4.10. Correlation Analysis

Given the extensive diversity, dimensional complexity, and discontinuous distribution of omics data, we applied the Spearman correlation examination in this investigation to investigate the associations among the bacteria, metabolites, liver genes, gut genes, and host phenotypes. A threshold of |R| > 0.6, with p < 0.05, was utilized to discern noteworthy correlations. Cytoscape version 3.9.0 was employed for network construction.
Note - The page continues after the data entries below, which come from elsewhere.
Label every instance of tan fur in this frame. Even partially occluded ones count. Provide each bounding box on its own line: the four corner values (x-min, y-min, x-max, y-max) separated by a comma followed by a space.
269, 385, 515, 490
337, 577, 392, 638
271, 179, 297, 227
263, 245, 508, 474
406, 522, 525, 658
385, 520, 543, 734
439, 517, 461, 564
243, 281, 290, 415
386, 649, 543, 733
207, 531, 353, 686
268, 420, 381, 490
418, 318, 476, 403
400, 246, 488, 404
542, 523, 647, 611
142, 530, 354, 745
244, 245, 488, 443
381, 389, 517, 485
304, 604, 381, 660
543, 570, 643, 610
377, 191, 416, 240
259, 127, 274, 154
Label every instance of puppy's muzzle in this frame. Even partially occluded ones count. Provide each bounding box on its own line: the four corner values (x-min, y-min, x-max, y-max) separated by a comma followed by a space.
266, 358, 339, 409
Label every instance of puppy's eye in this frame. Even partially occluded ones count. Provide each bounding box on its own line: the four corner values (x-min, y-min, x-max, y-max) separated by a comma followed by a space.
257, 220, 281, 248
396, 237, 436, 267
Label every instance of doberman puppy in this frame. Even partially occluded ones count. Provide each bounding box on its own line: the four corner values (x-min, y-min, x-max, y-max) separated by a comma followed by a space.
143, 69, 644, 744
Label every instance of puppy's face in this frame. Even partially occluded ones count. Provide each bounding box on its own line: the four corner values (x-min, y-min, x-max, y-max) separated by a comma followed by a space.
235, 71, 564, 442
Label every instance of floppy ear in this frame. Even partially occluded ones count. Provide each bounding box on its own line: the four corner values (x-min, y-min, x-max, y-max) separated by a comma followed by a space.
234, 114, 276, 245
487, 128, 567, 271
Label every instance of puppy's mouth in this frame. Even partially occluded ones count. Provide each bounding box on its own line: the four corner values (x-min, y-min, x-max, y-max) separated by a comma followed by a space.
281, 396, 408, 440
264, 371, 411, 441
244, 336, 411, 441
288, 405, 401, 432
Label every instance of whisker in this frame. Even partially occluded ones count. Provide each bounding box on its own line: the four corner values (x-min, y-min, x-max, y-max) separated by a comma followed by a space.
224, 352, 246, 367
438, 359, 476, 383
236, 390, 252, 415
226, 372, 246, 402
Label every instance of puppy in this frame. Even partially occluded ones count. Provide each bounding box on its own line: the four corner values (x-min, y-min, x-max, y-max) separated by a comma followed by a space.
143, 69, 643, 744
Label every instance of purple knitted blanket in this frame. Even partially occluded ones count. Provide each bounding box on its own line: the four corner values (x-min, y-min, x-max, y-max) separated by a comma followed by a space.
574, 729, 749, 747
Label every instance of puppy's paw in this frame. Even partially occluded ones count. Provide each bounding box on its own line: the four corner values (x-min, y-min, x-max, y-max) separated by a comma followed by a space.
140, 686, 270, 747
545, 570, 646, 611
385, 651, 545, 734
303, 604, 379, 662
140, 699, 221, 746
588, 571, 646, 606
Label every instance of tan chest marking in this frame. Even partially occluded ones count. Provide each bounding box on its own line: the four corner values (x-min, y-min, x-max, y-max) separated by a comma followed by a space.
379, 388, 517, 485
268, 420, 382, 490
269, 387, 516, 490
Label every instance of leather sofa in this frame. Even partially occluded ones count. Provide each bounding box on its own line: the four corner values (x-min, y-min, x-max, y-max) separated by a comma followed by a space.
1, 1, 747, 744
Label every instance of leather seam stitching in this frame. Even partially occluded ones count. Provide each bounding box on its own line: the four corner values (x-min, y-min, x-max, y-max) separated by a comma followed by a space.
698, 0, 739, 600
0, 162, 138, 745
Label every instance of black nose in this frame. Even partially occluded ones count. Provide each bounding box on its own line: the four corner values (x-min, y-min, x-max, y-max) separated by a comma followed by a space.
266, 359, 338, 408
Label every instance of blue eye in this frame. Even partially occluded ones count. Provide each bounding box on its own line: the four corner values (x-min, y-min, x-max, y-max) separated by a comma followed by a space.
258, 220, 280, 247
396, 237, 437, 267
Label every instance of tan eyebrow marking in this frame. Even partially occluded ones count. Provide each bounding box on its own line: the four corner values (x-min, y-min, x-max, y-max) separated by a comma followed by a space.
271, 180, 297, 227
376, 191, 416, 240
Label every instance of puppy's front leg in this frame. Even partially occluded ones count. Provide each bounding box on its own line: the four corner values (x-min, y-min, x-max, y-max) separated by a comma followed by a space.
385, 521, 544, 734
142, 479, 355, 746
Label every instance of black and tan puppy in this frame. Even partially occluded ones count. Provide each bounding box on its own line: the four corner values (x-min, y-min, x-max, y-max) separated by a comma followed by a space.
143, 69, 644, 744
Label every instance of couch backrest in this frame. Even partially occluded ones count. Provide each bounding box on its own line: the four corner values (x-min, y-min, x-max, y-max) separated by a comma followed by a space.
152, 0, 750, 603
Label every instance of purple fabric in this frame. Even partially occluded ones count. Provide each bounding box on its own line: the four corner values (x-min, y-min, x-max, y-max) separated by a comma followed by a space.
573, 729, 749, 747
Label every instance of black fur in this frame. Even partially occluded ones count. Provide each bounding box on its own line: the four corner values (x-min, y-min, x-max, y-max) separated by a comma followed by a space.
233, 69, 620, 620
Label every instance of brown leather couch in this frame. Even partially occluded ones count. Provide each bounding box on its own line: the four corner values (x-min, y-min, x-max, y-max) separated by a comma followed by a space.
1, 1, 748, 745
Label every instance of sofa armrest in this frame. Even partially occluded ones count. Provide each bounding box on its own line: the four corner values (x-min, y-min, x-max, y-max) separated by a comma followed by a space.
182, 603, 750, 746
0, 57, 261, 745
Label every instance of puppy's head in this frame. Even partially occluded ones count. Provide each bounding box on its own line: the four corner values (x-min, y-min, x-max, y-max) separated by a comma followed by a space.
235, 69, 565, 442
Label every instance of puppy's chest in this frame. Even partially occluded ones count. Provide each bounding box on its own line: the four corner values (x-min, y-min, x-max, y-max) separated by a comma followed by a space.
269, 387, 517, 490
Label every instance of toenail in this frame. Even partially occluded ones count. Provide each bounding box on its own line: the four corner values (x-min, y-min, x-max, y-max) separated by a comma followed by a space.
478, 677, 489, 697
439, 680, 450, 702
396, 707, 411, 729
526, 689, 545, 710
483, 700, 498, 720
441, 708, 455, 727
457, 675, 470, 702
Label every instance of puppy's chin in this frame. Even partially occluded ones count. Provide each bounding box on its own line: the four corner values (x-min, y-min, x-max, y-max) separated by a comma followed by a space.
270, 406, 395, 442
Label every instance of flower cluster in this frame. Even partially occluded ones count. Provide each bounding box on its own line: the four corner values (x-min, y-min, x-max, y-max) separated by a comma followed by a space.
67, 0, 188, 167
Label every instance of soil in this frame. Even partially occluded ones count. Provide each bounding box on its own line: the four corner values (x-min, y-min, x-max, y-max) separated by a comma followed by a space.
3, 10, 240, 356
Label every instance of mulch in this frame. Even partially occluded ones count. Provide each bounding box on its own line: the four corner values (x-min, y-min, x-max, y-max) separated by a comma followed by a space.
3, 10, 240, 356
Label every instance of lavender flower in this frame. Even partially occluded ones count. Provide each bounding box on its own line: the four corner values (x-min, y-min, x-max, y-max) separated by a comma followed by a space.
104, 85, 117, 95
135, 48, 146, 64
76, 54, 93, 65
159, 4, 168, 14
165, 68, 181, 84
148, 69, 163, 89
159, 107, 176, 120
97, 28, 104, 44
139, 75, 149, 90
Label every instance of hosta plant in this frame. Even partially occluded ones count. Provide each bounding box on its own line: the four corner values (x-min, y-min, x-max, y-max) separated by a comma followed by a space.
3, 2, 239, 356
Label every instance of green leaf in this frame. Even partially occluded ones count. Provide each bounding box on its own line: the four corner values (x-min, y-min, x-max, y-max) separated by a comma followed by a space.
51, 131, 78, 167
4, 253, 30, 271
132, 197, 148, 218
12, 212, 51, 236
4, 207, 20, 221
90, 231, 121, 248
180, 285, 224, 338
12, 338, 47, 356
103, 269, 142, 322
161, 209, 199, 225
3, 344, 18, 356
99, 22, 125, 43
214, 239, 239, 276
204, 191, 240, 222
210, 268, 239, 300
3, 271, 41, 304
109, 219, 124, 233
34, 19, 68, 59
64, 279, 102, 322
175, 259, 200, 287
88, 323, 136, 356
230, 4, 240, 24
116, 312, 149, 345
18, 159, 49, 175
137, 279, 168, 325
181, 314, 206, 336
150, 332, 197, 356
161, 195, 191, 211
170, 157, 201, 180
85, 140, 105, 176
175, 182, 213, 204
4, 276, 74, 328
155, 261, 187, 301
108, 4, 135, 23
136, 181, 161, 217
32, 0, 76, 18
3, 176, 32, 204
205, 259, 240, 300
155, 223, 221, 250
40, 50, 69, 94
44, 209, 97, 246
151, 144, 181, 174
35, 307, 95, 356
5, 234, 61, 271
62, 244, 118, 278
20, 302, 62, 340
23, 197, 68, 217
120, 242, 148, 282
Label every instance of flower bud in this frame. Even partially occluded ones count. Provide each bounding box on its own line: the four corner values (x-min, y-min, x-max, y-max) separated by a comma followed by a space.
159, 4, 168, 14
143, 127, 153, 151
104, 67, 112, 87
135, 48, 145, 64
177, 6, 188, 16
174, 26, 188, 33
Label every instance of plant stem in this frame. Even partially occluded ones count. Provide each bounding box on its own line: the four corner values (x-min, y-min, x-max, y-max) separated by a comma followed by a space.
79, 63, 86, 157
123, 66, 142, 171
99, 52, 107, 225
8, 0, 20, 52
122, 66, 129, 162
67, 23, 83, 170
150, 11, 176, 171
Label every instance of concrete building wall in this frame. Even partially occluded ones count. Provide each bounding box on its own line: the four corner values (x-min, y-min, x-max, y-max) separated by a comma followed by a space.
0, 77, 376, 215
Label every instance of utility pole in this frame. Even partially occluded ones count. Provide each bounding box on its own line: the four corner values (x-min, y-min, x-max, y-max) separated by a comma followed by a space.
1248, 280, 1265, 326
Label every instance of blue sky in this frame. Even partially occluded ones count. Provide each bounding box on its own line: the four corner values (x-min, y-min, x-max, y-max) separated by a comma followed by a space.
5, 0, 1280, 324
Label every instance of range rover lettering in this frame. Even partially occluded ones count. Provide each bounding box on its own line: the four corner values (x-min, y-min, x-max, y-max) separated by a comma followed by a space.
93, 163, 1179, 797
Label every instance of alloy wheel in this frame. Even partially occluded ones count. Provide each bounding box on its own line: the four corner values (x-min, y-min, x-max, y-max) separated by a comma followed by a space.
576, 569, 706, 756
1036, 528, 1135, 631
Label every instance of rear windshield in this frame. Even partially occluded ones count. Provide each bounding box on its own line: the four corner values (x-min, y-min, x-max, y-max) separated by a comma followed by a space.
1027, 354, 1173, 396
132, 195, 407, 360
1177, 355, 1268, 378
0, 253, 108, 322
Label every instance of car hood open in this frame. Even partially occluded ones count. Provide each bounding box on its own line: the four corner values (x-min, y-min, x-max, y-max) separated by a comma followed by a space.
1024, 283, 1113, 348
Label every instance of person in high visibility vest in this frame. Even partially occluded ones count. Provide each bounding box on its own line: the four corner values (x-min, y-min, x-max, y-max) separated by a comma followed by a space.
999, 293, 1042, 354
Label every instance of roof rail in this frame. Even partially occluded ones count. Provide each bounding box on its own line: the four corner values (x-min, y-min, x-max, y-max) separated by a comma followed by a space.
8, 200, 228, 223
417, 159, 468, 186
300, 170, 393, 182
Visualization of the interrelations between microbiome, metabolome, and physiological attributes was accomplished utilizing the R package “ggplot2”.

4.11. Statistical Analysis

The body weight, ELISA, and histological observation data were analyzed and one-way analysis of variance (ANOVA) by Statistical Package for the Social Sciences (SPSS) version 26; the differences between means were compared by Duncan’s multiple range test. Gene relative expression was compared using the t-test. The results were expressed as mean ± standard deviation (SD). The significance was set at p < 0.05.